Narasi tersebut kemudian berlanjut pada penolakannya untuk melayani selama Perang Vietnam, pemenjaraannya dan kembalinya dia, termasuk perkelahiannya yang memar dengan Joe Frazier dan kemenangan yang sangat berat atas George Foreman yang tampaknya tak terkalahkan.
Rekaman pertarungan, tidak mengherankan, banyak, tetapi tidak akan sebanyak wahyu bagi siswa karir Ali.

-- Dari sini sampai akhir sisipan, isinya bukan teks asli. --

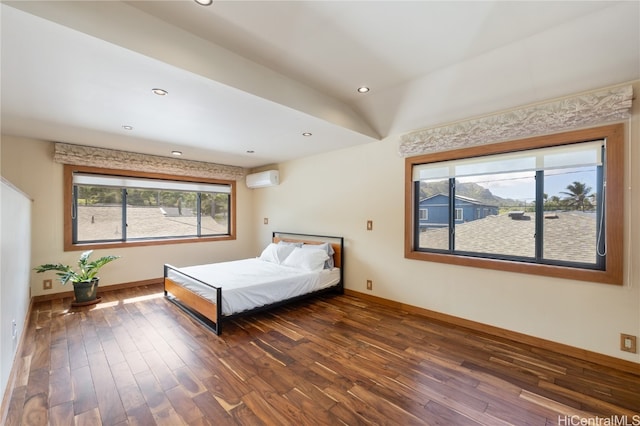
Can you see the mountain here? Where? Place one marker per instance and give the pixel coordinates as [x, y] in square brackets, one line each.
[469, 189]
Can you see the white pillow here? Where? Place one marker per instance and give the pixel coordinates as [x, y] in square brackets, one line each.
[276, 253]
[307, 259]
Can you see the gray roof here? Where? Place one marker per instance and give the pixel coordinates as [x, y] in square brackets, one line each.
[569, 237]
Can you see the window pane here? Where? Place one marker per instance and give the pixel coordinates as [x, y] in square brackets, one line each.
[214, 208]
[156, 214]
[497, 214]
[570, 231]
[99, 213]
[434, 223]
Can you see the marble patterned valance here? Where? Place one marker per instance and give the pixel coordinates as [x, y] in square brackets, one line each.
[613, 104]
[81, 155]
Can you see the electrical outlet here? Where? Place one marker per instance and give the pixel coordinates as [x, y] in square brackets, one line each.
[628, 343]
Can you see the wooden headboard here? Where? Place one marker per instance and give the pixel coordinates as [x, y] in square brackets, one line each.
[336, 242]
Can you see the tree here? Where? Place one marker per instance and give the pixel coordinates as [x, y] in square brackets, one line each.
[578, 195]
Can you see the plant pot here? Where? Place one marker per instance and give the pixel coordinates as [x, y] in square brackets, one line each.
[86, 291]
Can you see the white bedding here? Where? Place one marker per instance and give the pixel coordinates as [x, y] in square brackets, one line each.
[251, 283]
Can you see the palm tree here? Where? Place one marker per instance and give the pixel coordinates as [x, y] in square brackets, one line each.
[578, 194]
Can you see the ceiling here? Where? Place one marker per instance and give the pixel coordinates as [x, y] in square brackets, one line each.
[245, 79]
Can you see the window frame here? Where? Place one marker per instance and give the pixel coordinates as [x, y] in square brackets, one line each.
[69, 245]
[614, 198]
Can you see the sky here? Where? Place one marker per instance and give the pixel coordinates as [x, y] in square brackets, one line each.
[521, 185]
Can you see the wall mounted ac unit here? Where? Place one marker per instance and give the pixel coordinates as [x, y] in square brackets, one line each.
[263, 179]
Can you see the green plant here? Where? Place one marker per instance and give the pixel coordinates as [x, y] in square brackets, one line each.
[86, 271]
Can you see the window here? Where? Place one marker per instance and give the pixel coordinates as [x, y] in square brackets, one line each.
[129, 208]
[546, 205]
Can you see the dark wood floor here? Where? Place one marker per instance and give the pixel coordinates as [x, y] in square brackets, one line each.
[137, 359]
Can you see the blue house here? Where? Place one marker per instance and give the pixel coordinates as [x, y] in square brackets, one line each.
[434, 210]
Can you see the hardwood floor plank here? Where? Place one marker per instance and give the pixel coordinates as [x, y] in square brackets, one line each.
[61, 414]
[109, 403]
[135, 359]
[84, 394]
[60, 386]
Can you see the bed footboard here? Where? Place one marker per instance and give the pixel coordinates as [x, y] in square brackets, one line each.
[203, 309]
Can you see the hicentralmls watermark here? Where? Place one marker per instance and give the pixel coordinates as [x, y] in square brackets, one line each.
[599, 421]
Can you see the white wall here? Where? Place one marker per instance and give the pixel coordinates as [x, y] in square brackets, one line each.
[15, 236]
[29, 165]
[336, 193]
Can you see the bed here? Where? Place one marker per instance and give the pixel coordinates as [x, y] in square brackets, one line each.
[292, 267]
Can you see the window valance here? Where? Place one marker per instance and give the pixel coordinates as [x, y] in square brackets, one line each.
[114, 159]
[595, 108]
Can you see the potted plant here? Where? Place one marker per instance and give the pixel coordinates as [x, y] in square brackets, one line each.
[85, 282]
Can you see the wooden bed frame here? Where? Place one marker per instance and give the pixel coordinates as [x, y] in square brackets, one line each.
[209, 312]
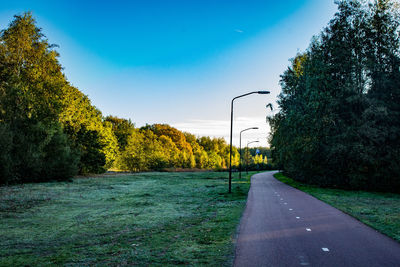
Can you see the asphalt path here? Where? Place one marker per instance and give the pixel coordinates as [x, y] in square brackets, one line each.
[282, 226]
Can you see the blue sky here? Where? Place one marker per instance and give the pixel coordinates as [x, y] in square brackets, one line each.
[179, 62]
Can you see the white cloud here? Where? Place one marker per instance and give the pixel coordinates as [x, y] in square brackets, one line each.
[221, 128]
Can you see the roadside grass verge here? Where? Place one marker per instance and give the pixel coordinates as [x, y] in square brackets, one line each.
[140, 219]
[381, 211]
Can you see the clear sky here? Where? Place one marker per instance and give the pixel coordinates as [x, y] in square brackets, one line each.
[179, 62]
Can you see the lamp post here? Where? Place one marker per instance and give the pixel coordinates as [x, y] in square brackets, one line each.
[240, 149]
[230, 149]
[247, 162]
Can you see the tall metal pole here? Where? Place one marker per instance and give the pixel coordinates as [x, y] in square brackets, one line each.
[230, 139]
[240, 149]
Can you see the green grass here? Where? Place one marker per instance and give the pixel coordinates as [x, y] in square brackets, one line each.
[381, 211]
[142, 219]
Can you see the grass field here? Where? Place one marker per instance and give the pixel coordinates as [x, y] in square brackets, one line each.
[378, 210]
[140, 219]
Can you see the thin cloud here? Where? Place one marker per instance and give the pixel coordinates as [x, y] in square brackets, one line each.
[221, 128]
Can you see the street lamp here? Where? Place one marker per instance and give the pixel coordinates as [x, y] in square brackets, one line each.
[240, 149]
[247, 161]
[230, 149]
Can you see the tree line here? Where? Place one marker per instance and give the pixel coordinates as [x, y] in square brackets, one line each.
[339, 119]
[49, 130]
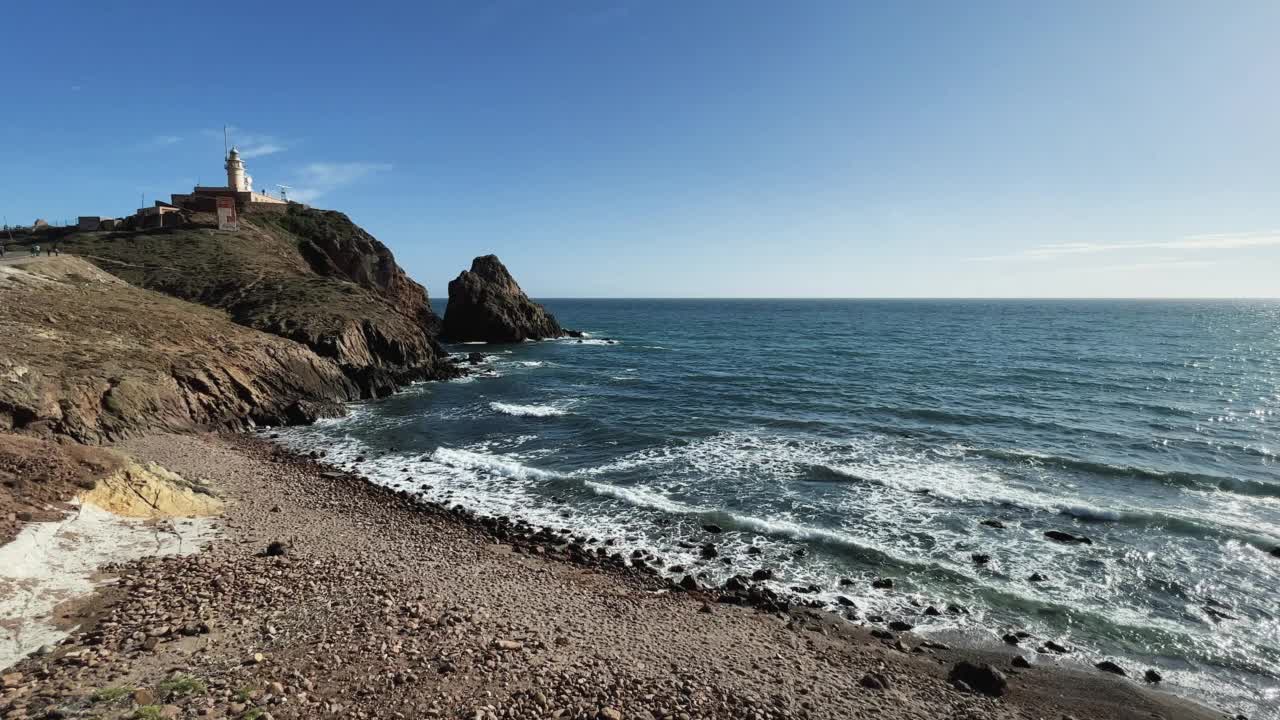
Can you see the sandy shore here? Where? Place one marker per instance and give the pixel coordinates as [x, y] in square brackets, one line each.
[380, 607]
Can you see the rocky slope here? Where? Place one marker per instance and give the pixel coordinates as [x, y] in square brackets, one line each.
[487, 305]
[91, 358]
[311, 276]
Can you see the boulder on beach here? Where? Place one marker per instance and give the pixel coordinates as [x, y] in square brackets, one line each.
[487, 305]
[1107, 666]
[978, 678]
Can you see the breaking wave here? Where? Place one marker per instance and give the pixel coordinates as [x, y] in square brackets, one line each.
[526, 410]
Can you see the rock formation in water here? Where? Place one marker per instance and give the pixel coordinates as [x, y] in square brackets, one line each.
[487, 305]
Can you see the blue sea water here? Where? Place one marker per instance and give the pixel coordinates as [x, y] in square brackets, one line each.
[877, 436]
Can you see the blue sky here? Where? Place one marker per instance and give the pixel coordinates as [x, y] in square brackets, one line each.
[691, 149]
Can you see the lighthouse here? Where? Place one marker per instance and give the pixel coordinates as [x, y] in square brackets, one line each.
[236, 177]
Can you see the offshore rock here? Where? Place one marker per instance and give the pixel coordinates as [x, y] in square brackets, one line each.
[487, 305]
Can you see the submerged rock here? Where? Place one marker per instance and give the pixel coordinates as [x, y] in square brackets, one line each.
[487, 305]
[1059, 536]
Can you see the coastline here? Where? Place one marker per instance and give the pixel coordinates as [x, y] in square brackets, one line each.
[384, 605]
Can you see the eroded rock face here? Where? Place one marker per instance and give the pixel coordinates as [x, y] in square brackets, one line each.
[310, 276]
[487, 305]
[97, 360]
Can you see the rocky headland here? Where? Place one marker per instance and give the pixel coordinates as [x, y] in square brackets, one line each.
[325, 596]
[487, 305]
[310, 276]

Bit hiburan yang paling banyak menjadi Wawancara Ali dengan orang-orang seperti Dinah Shore, Steve Allen, Dick Cavett dan tentu saja Howard Cosell, yang gaya flamboyannya memberikan sang juara dengan kertas timah yang sempurna, dan Cosell dengan sosok olahraga yang pantas menerima semua hiperbola itu.
Bagian kedua dari “What’s My Name,” mungkin tak terhindarkan, mengalihkan perhatian pada keputusan Ali untuk terus berjuang bahkan ketika keahliannya tumpul.
Dia terlihat menertawakan pertanyaan tentang kerusakan yang masih ada dan tidak dapat dipulihkan yang mungkin dia alami dari menahan semua pukulan itu, mengatakan pada “60 Minutes ‘” Ed Bradley bahwa dia tidak ingin orang mengatakan, “Ali yang malang, dia bertarung terlalu lama.” Namun bukti dari kenyataan itu tampaknya tidak dapat dihindari, dan materi yang mengangkat menjelang akhir – memilih upaya amal Ali – tidak dapat mengimbangi aspek melankolis dalam melihat rekaman cahaya Ali meredup secara dramatis sebelum kematiannya pada tahun 2016.
Diproduksi oleh, antara lain, superstar NBA LeBron James, presentasi HBO Sports ini jelas dibuat dengan kasih sayang yang luar biasa pada Ali dan merawat warisannya. Dia, memang, yang terhebat, dan sementara “What’s My Name” dengan jelas menggambarkan kualitas-kualitas itu, seperti yang dibangun, itu hanya cukup bagus.